Therapeutic Neurostimulation – An Overview
Brian A Simpson
Department of
Neurosurgery, University
All levels of the nervous system can be stimulated therapeutically. Although spinal cord stimulation (SCS) for pain has held centre stage for most of the last 40 years, peripheral nerve stimulation (PNS) came first. PNS has been much less successful than SCS but interest in it has been rekindled recently. Deep brain stimulation (DBS) for pain became popular in the 1970s but the variable results led to the demise of this invasive treatment although it, too, is now being revisited. In contrast, DBS for movement disorders is now developing rapidly and exciting new applications of DBS e.g some forms of severe mental disorder, are now being explored. For nerve root stimulation, the evolution has been in the opposite direction in that sacral root stimulation has been applied for many years for its motor effects on the bladder and micturition but more recently it has been found to have a promising role in the management of lower extremity and perineal pain and for the excruciatingly painful condition, interstitial cystitis. Cranial nerves can also be stimulated therapeutically; vagal nerve stimulation has emerged recently as a treatment for intractable epilepsy and it may have a role in treating depression. Cerebellar cortex stimulation came and went but was very effective in some cases of intractable epilepsy and had a useful motor effect in some cases of spasticity and dystonia. Finally, the cerebral motor cortex was identified as a target for stimulation in 1991 and its stimulation can be very effective against certain central pain syndromes which cannot be treated in any other way.

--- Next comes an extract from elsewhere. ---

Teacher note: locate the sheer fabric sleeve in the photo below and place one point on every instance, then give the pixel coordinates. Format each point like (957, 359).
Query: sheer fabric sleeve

The history of spinal cord stimulation illustrates well the problem of getting technology into clinical practice. It nearly died out after 10 to 12 years through poor methodology, unreliable equipment and a lack of understanding of its indications. Its use in motor disorders did die out but an appreciation of its efficacy in neuropathic pain and ischaemic pain, combined with better studies and better hardware took it to a $200 million a year business by the year 2000. Exciting and diverse new indications are on the horizon including gastrointestinal dysmotility syndromes, cerebral ischaemia and even severe bronchospasm.
However exciting the prospects may be for the field, clinical application will always be limited by socio-economic factors and evidence is increasingly demanded to justify the expenditure. There is undoubtedly a shortage of high level evidence and there is considerable room for improvement in the future. In addition to improvements in methods of outcome assessment and in the structuring of studies, our understanding of the mechanisms of action of SCS is increasing steadily. For some indications, stimulation should not be regarded as a last resort. There are some conditions where earlier stimulation may change the course of the disease. We are ready for a leap forward in the technological aspects but their application will depend upon our ability to convince health care commissioners of their value.